On Tuesday, Pfizer (NYSE: PFE) stepped into the earnings spotlight, announcing a higher third-quarter profit compared to last year. The pharmaceutical firm earned 43 cents per share, or 51 cents per share in adjusted earnings. A year ago, PFE earned 34 cents per share before item exclusions. The Street expected PFE to report third-quarter earnings of 48 cents per share excluding items. Quarterly revenue checked in at $11.62 billion, 3% lower than last year's third-quarter revenue. Revenue was pulled roughly 5% lower due to unfavorable foreign exchange rates.
PFE forecast 2009 revenue of $49 billion to $50 billion, which is higher than the company's earlier forecast of $45 billion to $46 billion. Earnings were forecast to come in between $1.45 and $1.50 per share, which is also higher than the earlier predicted range of $1.30 to $1.45 per share.
PFE attributed the stronger-than-expected results to cost cutting, which helped stem the tide of lower sales.

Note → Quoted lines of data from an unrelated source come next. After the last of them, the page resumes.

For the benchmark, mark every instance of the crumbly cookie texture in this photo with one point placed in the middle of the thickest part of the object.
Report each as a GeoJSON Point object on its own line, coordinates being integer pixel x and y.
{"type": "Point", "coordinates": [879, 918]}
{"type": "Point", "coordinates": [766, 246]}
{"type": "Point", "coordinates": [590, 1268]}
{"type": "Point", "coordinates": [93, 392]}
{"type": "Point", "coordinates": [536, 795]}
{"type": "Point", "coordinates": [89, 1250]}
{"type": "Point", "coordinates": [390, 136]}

The drug maker said it will continue to cut costs, especially in the wake of its acquisition of Wyeth (which closed last Thursday). By the time the integration of Wyeth is over, nearly 20,000 jobs will be lost. The Wyeth acquisition should give PFE roughly $57 billion per year in revenue thanks to lucrative products across the company's product line.
Technically, the stock has enjoyed a bit of a resurgence in 2009. Now that the stock is positioned north of its 10- and 20-month moving averages we could see the shares enjoy a bit of support. This support could be needed as the stock prepares to battle potential resistance at the round-number $20 level.